Never underestimate the power of thinking out loud - especially with an awesome friend who can catch the one big idea that actually means something amidst all of your chatter.

Today, a fellow artist visited my studio, and after weeks of working alone in the studio, I had no fewer than a million ideas in my head screaming for feedback. As I began to fill the available time with my random, urgent thoughts, I detoured on to various explanatory tangents, and...WAIT! What did you just say? My patient listener stopped me in my tracks. It appeared I had stumbled upon one of those big ideas that makes all the rambling little stuff make sense. And now it's a whole new world...

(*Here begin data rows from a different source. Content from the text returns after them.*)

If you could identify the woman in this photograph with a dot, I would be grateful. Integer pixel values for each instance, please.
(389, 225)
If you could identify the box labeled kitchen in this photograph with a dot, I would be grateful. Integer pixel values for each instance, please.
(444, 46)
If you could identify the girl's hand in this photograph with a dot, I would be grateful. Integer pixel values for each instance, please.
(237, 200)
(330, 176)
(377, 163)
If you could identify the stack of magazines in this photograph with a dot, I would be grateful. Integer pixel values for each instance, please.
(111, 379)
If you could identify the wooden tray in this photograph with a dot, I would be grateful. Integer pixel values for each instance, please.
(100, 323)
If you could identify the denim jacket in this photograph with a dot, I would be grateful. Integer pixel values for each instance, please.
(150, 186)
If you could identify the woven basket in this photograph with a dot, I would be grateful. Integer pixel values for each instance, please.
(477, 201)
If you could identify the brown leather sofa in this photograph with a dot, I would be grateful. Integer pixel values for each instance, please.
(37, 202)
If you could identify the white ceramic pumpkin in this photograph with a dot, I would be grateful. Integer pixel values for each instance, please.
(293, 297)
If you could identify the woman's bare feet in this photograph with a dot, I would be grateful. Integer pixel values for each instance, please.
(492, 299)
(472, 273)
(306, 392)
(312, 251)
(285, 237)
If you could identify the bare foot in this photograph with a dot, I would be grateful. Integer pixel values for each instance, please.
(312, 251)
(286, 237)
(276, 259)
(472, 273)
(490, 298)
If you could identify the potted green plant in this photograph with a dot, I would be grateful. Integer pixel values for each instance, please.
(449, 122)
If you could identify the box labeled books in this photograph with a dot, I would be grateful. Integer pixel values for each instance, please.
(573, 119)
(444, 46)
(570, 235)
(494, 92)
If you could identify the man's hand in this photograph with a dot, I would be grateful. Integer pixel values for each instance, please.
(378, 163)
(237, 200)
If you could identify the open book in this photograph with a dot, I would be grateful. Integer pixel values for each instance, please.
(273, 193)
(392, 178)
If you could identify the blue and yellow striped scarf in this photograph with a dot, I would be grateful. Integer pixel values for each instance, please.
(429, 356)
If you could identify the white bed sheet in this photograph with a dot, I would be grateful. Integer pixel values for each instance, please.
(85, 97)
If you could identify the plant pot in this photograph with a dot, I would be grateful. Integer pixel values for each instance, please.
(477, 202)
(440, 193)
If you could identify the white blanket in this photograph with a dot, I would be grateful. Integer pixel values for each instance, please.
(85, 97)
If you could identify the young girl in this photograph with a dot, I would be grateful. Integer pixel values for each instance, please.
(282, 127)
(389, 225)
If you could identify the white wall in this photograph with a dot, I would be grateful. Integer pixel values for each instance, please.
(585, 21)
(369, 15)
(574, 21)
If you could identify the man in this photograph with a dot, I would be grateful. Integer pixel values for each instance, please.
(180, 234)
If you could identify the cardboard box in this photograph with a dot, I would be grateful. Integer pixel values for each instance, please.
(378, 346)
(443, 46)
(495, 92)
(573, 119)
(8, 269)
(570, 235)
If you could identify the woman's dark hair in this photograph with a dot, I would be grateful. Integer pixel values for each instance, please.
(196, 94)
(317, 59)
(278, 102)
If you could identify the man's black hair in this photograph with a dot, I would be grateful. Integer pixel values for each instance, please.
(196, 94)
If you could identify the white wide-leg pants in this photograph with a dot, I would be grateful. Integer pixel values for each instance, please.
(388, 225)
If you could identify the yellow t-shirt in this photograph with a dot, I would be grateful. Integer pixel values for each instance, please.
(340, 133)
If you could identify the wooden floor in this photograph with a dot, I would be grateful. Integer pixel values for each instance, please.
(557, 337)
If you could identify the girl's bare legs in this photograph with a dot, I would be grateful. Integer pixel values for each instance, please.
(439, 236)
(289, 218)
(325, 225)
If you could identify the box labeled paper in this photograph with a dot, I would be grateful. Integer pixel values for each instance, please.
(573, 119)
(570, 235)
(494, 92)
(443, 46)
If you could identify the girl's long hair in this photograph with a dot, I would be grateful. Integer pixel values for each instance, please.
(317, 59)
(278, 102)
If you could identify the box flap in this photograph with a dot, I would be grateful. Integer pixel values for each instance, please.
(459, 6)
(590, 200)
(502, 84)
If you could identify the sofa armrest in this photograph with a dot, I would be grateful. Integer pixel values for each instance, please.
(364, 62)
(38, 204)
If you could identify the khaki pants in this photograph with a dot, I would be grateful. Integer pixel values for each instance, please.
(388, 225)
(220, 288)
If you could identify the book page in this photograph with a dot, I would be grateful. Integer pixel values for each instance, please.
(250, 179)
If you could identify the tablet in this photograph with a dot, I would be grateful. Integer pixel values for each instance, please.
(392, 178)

In the past year, my art has transformed dramatically, and I have understood this new direction to be grounded in my interest in images and the experience of viewing. But I have never really adequately explained my choice of the particular images I have chosen to work from, other than what have been fundamentally aesthetic (and occasionally art historical) explanations. But my choice of images is critical. What I was finally able to identify with clarity today is that my interest in images is not merely as images, but rather is rooted specifically in images that represent a cultural fantasy of self-actualization, a fantasy steeped in narrow, idealized notions of beauty, wealth, and power.

I had been moving in this direction with my increasing focus on issues of glamour. I recently began to read "Glamour: A History" by Stephen Gundle, in which he argues that the notion of glamour is an historical phenomenon that grew from the social mobility created by the Industrial Revolution. Simply put: glamour was never truly glamour until it was aspirational.

And if my life has been about anything, it has been about aspiration. Ambition. Desire and disillusionment.

So much more to come. I have just begun to scratch the surface.